= Finite element exterior calculus =

Finite element exterior calculus (FEEC) is a mathematical framework that formulates finite element methods using chain complexes. Its main application has been a comprehensive theory for finite element methods in computational electromagnetism, computational solid and fluid mechanics. FEEC was developed in the early 2000s by Douglas N. Arnold, Richard S. Falk and Ragnar Winther,

among others.

Finite element exterior calculus is sometimes called as an example of a compatible discretization technique, and bears similarities with discrete exterior calculus, although they are distinct theories.

One starts with the recognition that the used differential operators are often part of complexes: successive application results in zero. Then, the phrasing of the differential operators of relevant differential equations and relevant boundary conditions as a Hodge Laplacian. The Hodge Laplacian terms are split using the Hodge decomposition. A related variational saddle-point formulation for mixed quantities is then generated. Discretization to a mesh-related subcomplex is done requiring a collection of projection operators which commute with the differential operators.

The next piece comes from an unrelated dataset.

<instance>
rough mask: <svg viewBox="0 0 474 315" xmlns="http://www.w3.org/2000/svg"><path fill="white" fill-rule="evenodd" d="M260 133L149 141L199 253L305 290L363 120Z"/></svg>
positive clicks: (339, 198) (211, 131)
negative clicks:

One can then prove uniqueness and optimal convergence as function of mesh density.

FEEC is of immediate relevancy for diffusion, elasticity, electromagnetism, Stokes flow.

For the important de Rham complex, pertaining to the grad, curl and div operators, suitable family of elements have been generated not only for tetrahedrons, but also for other shaped elements such as bricks. Moreover, also conforming with them, prism and pyramid shaped elements have been generated. For the latter, uniquely, the shape functions are not polynomial. The quantities are 0-forms (scalars), 1-forms (gradients), 2-forms (fluxes), and 3-forms (densities). Diffusion, electromagnetism, and elasticity, Stokes flow, general relativity, and actually all known complexes, can all be phrased in terms of the de Rham complex. For Navier-Stokes, there may be possibilities too.